Corporate Partnerships Continue to Bring High-Value Nanomanufacturing Tools at ERC

Achievement date: 
2020
Outcome/accomplishment: 

The University of Texas at Austin’s Nanomanufacturing Systems Center (NASCENT), an NSF-funded Engineering Research Center (ERC), is collaborating with U.K.-based Emerson & Renwick and the Massachusetts-based Bruker Corporation to bring unique and high-value nanomanufacturing tools to the Center’s Nanodevice Manufacturability Fabrication facility.

Impact/benefits: 

The Center’s partnerships with Emerson & Renwick and the Bruker Corporation facilitate the manufacture of nanometer-scaled patterns on materials that become the basis for making semiconductor devices and other flexible electronics. The Center’s facility consists of a variety of nanofabrication capabilities and aims to make production of these devices less expensive.

Explanation/Background: 

The ERC has a partnership with engineering company Emerson & Renwick to jointly develop roll-to-roll (R2R) nanofabrication systems and processes. R2R manufacturing creates electronics on a roll of flexible plastic or metal foil, and is a key process for making more mundane products such as Scotch tape and paper towels.

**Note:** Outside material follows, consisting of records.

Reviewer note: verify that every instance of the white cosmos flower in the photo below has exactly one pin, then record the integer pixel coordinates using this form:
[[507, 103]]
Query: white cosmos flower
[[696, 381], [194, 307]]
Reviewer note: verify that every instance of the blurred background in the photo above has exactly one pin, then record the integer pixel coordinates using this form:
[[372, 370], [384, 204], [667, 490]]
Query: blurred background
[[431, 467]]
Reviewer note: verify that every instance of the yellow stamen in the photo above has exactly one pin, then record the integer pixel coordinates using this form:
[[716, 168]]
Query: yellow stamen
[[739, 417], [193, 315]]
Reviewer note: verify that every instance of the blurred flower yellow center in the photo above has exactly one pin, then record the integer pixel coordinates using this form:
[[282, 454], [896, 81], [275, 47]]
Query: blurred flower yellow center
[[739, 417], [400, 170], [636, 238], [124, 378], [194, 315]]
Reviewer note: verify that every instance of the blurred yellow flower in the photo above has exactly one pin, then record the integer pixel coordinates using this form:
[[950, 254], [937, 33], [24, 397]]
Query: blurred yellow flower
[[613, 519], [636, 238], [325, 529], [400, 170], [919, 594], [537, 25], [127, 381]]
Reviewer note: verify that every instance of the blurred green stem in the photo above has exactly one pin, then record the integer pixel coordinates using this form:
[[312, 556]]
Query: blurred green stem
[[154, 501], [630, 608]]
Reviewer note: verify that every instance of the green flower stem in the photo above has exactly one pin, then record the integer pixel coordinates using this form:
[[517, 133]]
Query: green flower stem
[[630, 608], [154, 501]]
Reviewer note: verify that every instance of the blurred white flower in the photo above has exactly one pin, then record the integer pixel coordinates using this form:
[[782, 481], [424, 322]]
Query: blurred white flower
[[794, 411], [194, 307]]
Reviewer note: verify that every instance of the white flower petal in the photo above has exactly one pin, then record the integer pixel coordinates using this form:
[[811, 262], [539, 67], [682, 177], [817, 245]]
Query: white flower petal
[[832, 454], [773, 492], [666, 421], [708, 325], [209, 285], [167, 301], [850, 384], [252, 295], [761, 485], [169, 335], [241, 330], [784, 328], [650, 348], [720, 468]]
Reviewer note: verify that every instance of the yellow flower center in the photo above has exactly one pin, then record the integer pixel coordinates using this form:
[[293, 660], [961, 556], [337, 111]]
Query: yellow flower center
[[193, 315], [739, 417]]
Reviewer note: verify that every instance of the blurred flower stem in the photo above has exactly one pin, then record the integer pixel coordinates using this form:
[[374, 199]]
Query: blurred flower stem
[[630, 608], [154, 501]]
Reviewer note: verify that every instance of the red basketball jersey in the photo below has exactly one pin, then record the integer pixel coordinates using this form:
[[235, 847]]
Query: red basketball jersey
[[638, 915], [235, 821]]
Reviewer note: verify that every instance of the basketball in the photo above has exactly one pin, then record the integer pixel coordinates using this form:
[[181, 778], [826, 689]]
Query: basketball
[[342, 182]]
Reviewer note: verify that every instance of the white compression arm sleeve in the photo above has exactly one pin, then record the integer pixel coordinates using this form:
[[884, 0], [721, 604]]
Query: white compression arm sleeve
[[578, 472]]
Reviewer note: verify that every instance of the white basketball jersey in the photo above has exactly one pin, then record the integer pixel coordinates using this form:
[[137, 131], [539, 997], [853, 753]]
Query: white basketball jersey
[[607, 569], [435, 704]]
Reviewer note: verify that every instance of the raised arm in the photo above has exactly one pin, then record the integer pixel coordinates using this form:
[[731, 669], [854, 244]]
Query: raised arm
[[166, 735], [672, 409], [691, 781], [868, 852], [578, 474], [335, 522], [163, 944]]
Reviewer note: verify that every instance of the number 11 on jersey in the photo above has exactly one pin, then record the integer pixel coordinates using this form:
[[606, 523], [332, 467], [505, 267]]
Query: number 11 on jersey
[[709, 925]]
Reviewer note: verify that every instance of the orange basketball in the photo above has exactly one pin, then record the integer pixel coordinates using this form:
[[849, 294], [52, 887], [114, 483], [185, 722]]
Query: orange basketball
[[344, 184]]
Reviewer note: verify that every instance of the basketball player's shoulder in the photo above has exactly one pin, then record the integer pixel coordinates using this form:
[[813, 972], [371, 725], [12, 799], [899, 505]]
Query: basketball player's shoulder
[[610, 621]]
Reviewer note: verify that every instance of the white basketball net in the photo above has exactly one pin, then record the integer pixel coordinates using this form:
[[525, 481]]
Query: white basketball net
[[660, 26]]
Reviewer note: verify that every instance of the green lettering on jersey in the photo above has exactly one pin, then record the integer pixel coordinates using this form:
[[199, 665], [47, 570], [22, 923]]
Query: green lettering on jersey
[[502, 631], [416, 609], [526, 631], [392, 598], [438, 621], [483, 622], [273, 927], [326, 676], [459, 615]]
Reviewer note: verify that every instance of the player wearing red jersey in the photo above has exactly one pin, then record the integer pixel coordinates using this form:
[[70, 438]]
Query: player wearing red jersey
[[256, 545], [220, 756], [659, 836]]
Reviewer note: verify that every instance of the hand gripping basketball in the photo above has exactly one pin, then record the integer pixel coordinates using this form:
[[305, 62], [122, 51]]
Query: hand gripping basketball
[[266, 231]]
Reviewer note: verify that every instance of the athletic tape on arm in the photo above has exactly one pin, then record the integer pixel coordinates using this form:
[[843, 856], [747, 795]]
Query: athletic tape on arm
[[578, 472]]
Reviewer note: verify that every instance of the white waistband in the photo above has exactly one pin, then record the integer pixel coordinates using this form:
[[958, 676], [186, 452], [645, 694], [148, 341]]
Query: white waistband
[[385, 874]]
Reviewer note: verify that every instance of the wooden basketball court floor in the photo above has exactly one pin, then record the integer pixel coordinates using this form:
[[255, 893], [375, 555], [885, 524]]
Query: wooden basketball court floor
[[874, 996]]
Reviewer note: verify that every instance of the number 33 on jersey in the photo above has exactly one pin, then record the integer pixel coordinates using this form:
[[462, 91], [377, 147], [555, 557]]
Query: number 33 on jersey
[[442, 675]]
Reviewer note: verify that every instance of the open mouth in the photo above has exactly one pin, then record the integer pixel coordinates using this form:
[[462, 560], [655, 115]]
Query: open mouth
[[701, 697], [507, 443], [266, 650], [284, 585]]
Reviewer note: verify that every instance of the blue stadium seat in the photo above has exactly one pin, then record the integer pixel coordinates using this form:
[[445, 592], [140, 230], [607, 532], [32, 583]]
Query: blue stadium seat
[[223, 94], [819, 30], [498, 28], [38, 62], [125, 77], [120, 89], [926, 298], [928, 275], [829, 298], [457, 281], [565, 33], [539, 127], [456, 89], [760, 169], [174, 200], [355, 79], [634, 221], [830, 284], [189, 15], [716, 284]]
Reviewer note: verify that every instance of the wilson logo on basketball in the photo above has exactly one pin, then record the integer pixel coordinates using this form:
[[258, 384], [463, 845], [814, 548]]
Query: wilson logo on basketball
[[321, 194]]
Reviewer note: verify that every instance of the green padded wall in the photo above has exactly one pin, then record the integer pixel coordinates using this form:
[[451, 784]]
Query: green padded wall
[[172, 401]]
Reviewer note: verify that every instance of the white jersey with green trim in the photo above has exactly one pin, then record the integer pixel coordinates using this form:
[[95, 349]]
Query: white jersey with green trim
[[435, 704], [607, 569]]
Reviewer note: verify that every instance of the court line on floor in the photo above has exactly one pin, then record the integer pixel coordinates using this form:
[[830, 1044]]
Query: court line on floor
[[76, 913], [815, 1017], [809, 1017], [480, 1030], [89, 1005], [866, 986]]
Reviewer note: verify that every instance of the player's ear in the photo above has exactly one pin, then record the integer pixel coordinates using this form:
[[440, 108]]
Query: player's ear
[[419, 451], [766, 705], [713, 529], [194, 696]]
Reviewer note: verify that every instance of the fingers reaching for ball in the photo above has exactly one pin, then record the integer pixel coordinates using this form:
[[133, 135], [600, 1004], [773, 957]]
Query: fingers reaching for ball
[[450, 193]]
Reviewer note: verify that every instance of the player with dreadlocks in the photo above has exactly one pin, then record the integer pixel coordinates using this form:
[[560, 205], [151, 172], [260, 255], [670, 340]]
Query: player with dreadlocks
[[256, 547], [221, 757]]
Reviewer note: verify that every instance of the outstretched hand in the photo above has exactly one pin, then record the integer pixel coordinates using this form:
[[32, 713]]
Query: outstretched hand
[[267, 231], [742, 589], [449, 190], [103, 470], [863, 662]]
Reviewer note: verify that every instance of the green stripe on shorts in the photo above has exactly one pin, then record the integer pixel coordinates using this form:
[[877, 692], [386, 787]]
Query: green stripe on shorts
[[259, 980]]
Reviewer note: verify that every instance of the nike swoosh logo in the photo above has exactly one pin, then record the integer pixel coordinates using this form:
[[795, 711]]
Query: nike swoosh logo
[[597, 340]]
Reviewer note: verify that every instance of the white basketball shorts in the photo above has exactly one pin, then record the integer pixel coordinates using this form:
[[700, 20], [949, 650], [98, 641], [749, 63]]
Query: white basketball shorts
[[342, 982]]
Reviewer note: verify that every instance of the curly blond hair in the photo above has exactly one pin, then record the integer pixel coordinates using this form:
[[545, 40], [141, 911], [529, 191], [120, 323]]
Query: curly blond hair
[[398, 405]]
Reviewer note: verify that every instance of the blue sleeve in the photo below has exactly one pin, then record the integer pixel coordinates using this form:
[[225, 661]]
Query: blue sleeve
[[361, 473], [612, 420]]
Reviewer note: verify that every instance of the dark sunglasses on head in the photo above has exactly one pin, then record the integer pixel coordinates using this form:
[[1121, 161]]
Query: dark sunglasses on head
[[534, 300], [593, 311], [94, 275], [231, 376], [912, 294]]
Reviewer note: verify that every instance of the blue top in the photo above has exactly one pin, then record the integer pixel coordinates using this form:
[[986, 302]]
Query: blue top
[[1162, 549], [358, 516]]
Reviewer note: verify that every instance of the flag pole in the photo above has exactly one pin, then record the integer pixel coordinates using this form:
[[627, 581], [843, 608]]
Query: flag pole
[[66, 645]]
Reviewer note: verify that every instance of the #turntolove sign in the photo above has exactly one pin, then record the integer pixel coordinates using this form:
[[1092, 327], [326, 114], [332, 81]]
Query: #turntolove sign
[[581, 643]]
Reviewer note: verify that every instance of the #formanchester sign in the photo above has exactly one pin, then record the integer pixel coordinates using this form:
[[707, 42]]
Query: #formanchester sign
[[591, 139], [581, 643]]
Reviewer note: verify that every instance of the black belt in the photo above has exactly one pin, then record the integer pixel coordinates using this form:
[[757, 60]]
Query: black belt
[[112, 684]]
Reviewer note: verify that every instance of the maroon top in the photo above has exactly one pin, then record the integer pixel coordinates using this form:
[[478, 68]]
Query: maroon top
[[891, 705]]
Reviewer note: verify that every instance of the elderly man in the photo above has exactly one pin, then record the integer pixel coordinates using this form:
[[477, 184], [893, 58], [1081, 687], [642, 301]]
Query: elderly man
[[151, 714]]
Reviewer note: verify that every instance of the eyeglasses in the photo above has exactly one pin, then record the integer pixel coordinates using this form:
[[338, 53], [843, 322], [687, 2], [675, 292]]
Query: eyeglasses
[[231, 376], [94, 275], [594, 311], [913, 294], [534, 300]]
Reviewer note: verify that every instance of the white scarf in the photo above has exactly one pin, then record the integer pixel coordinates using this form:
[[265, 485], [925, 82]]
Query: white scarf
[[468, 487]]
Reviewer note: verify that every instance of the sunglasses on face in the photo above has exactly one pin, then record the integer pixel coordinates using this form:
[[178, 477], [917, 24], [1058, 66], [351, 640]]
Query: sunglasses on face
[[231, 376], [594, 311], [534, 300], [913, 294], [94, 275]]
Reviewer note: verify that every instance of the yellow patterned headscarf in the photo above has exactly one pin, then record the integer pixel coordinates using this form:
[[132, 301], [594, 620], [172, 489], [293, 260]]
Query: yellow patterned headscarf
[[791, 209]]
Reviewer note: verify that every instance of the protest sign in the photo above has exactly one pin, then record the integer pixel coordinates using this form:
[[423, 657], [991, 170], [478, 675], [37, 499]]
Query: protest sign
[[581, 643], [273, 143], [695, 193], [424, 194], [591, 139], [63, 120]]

Emerson & Renwick upgraded a reactive ion etch tool, which can engrave a variety of inorganic materials and metals, enabling reliable pattern transfer to web-based substrates. The company also plans to deliver to the Center R2R and roll-to-plate nanoimprint lithography tools, capable of fabricating large area nanometer patterns.

The Bruker Corporation successfully installed at the Center a laser direct-write patterning tool (the SF-100 Lightning Plus) that can create a pattern with only a computer-generated image of the design, without hard or soft lithography tools. This technology enables template writing for R2R fabrication of flexible electronics.